By the time Baqwa left of­fice in 2002, he had earned the wrath of the ANC by tak­ing on some of the party’s big guns. The of­fice of the Pub­lic Pro­tec­tor had carved out its place in the ar­chi­tec­ture of our con­sti­tu­tional or­der.

His suc­ces­sor had to build on this and take the work and rep­u­ta­tion of the of­fice to a higher place. But Lawrence Mush­wana had other ideas.
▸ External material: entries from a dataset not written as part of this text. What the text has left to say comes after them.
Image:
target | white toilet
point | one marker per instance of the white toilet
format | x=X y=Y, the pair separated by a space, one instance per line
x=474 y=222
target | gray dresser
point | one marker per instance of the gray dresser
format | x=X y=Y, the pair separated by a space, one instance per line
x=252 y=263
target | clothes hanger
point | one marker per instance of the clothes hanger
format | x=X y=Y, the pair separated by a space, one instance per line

Plucked from the ANC’s par­lia­men­tary benches, he saw his new job as no dif­fer­ent from his days in the party cau­cus, where he marched to the or­ders of the chief whip and the de­ploy­ment com­mit­tee. In his seven years in of­fice, he al­most en­tirely un­did Baqwa’s work.

Madon­sela should have in­her­ited a purring ma­chine in 2009, but she had to re­con­di­tion the en­gine and give the car a good panel-beat­ing. Mush­wana is spo­ken of with much de­ri­sion, in spite of his hav­ing some­what re­deemed him­self at the SA Hu­man Rights Com­mis­sion.

Mkhwe­bane is in­her­it­ing an in­sti­tu­tion that is in a good place. South Africans trust the Pub­lic Pro­tec­tor’s of­fice. The rea­son they trust it to tackle their day-to-day tus­sles with the state – some of which may seem triv­ial to those who only con­cern them­selves with the macro pic­ture – is be­cause it has dis­played fear­less­ness in the face of power. Many South Africans may have fallen in love with Madon­sela’s per­sona, but, in the main, it was her work that they loved.

What Mkhwe­bane needs to ac­cept is that even though Madon­sela has moved on, she was one of those larger-than-life lead­ers who will never leave the pub­lic con­scious­ness. She will still be stopped for self­ies at su­per­mar­kets and hit head­lines when she gives pub­lic speeches. That’s okay.

Mkhwe­bane will be com­pared with her from time to time, but she must just get on with her job of pro­tect­ing the pub­lic and not ob­sess about liv­ing in Madon­sela’s shadow. Legacy – if she is at all in­ter­ested in such – will fol­low.